Modelling of end-milled floor surface topography considering system vibration and tool deflection

This paper presents a new model for predicting the 3D topography of end-milled floor surface, which comprehensively considers tool runout (radial and axial runout), tool setting error (radial offset and axial tilt), tool-workpiece vibration, tool deflection (deflection distance and deflection angle), front- and back-cutting motions, and toolpath overlap. This model consists of three fundamental sub-models: a geometric model of tool setting error and runout based on a series of homogeneous coordinates transformations, a milling time-domain simulation model which is based on regenerative effect and incorporates tool setting error and runout, and a finite element model of tool deflection which is embedded in the milling time-domain simulation model.

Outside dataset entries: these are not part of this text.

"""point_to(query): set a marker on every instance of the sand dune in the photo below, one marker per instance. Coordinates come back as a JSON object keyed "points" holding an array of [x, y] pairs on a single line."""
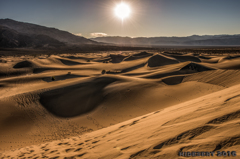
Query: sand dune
{"points": [[111, 105]]}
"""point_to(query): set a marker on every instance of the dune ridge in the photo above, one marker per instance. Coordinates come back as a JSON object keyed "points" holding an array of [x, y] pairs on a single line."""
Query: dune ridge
{"points": [[118, 105]]}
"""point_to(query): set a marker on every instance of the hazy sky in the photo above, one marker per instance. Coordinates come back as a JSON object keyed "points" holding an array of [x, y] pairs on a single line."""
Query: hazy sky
{"points": [[149, 18]]}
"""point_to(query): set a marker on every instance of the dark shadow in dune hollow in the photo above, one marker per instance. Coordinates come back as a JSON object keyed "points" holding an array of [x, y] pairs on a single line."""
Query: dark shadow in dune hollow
{"points": [[76, 99]]}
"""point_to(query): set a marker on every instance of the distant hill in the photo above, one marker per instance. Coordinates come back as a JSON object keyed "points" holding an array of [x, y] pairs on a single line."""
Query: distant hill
{"points": [[20, 34], [194, 40]]}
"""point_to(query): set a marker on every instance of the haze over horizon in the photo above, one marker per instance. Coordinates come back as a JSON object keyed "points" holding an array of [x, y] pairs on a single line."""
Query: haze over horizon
{"points": [[147, 19]]}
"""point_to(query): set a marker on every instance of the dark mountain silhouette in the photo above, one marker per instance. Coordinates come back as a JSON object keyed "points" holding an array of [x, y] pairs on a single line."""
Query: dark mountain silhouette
{"points": [[195, 40], [20, 34], [10, 38]]}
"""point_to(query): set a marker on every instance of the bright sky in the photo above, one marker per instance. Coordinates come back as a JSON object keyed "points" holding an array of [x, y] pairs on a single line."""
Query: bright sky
{"points": [[147, 18]]}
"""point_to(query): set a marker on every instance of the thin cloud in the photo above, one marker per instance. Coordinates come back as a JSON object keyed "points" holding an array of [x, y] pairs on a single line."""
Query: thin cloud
{"points": [[79, 34], [98, 34]]}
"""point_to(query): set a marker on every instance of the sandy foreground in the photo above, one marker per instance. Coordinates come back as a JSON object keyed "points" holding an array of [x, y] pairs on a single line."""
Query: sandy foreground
{"points": [[119, 105]]}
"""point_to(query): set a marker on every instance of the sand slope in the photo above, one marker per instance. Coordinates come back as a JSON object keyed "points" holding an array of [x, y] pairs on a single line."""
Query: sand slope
{"points": [[143, 105]]}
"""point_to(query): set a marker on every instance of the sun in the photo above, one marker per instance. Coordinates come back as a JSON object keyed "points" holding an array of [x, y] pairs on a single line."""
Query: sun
{"points": [[122, 10]]}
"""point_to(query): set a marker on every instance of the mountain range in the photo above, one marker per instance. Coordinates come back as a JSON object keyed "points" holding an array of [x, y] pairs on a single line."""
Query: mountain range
{"points": [[194, 40], [15, 34]]}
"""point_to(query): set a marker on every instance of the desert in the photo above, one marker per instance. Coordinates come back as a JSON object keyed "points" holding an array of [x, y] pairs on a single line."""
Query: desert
{"points": [[145, 104], [119, 79]]}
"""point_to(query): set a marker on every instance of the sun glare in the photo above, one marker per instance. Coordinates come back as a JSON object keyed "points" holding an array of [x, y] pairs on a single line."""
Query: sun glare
{"points": [[122, 10]]}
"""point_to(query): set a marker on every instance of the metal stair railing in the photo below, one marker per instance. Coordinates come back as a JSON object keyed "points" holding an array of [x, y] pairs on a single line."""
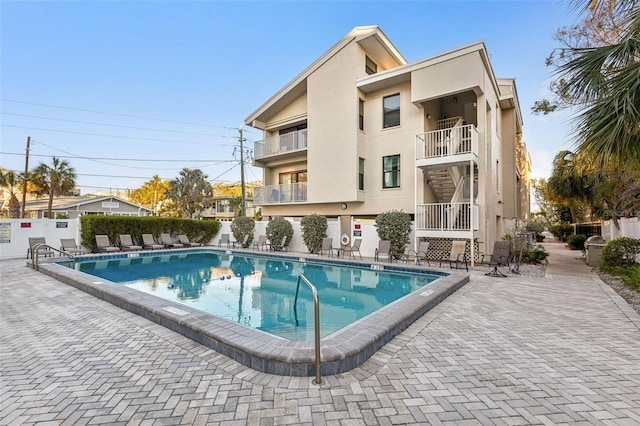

This paper also presents a novel efficient algorithm for reconstructing the 3D topography from tool trajectories based on a coordinate transformation and 2D linear interpolation of tool trajectories over one rotation cycle. The measured 3D topography is in good agreement with the predicted one in terms of both texture pattern and surface height, proving that the proposed model is accurate. It is found that tool deflection angle determines the z-directional height of transition edges during front- and back-cutting motions, which therefore strongly influences the relative intensity of the right- and left-convex textures of end-milled surface. The proposed model and reconstruction algorithm are generic, i.e., they can be used not only to accurately predict the 3D topography of end-milled floor surface, but can also be extended to face mills with different geometries by simply updating the geometric equations of cutting edges.